Insight

FINRA developments in RegTech for securities industry

A new FINRA white paper outlines regulatory technology (RegTech) developments within the securities industry and potential implications for broker-dealers.

Key points

  • FINRA reviewed five areas where broker-dealers have considered deploying RegTech tools. 
  • FINRA concludes that while these new tools could transform compliance, they may also raise new challenges and regulatory implications.
     

Summary

A new FINRA white paper outlines regulatory technology (RegTech) developments within the securities industry and potential implications for broker-dealers. The white paper is based on a review that included discussions with more than 40 participants, including broker-dealers, vendors, RegTech associations, and others.
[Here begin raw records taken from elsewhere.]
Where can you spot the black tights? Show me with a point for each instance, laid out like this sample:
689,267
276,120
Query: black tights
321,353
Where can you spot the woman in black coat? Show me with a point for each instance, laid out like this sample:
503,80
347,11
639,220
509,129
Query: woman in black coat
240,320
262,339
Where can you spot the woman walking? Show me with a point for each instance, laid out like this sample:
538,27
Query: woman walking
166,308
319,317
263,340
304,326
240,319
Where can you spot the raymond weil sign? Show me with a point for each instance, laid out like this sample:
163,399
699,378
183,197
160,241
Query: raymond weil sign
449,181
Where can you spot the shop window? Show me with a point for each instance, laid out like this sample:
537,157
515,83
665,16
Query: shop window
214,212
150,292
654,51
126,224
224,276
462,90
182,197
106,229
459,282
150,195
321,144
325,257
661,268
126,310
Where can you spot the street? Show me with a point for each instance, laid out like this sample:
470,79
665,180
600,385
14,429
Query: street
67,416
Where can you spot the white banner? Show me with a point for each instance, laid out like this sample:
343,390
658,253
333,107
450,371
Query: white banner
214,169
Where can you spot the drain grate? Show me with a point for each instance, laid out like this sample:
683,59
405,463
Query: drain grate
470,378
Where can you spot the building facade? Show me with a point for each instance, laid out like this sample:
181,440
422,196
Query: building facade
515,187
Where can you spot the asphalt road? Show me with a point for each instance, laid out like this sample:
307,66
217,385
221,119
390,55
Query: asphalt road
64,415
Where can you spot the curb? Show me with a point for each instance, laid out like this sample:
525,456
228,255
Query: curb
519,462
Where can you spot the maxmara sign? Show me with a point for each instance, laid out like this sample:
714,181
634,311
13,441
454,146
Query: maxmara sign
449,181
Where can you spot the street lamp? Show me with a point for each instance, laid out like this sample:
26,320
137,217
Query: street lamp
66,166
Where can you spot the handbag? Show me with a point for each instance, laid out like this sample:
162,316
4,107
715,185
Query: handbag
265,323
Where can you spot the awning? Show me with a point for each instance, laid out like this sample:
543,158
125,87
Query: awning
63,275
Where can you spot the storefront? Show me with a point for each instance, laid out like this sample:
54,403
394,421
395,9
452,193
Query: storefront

FINRA requests comments and feedback on its paper by November 30, 2018.

RegTech encompasses new and innovative technologies designed to facilitate compliance, and the report highlighted five areas where RegTech innovations could be deployed:

  • Surveillance and monitoring: This area is primarily in cloud computing, big data analytics, or AI/machine learning capabilities.
  • Customer identification and AML compliance: Solutions for customer identification and AML include biometrics, distributed ledger technology, data analytics, and real-time monitoring.
  • Regulatory intelligence: RegTech tools for identifying and interpreting regulatory changes typically provide a catalog of regulatory requirements that are updated on a real-time basis.
  • Reporting and risk management: Vendors are developing tools to facilitate or automate processes involved in risk-data aggregation, risk metrics, and regulatory reporting.
  • Investor risk assessment: Some tools seek to combine technological innovations, such as data aggregation or machine learning, with behavioral sciences to determine an investor’s risk appetite and tolerance.
     

Key challenges and implications

According to FINRA, broker-dealers could face new challenges and regulatory implications resulting from application of new RegTech tools:

  • Supervisory control systems: Compliance and business professionals may not have the technical skills to understand in detail how highly complex and sophisticated AI algorithms function.
  • Outsourcing and vendor management: Firms still have the ultimate responsibility for compliance with all applicable securities laws, regulations, and rules.
  • Customer data privacy: Firms may need to update their policies and procedures related to customer data privacy.
  • Security risks: RegTech could introduce new security vulnerabilities where segmented off-line processes are moved into a more automated computer-based system.
  • Other challenges: Firms might also want to consider potential issues in areas such as interoperability, communications, and personnel requirements.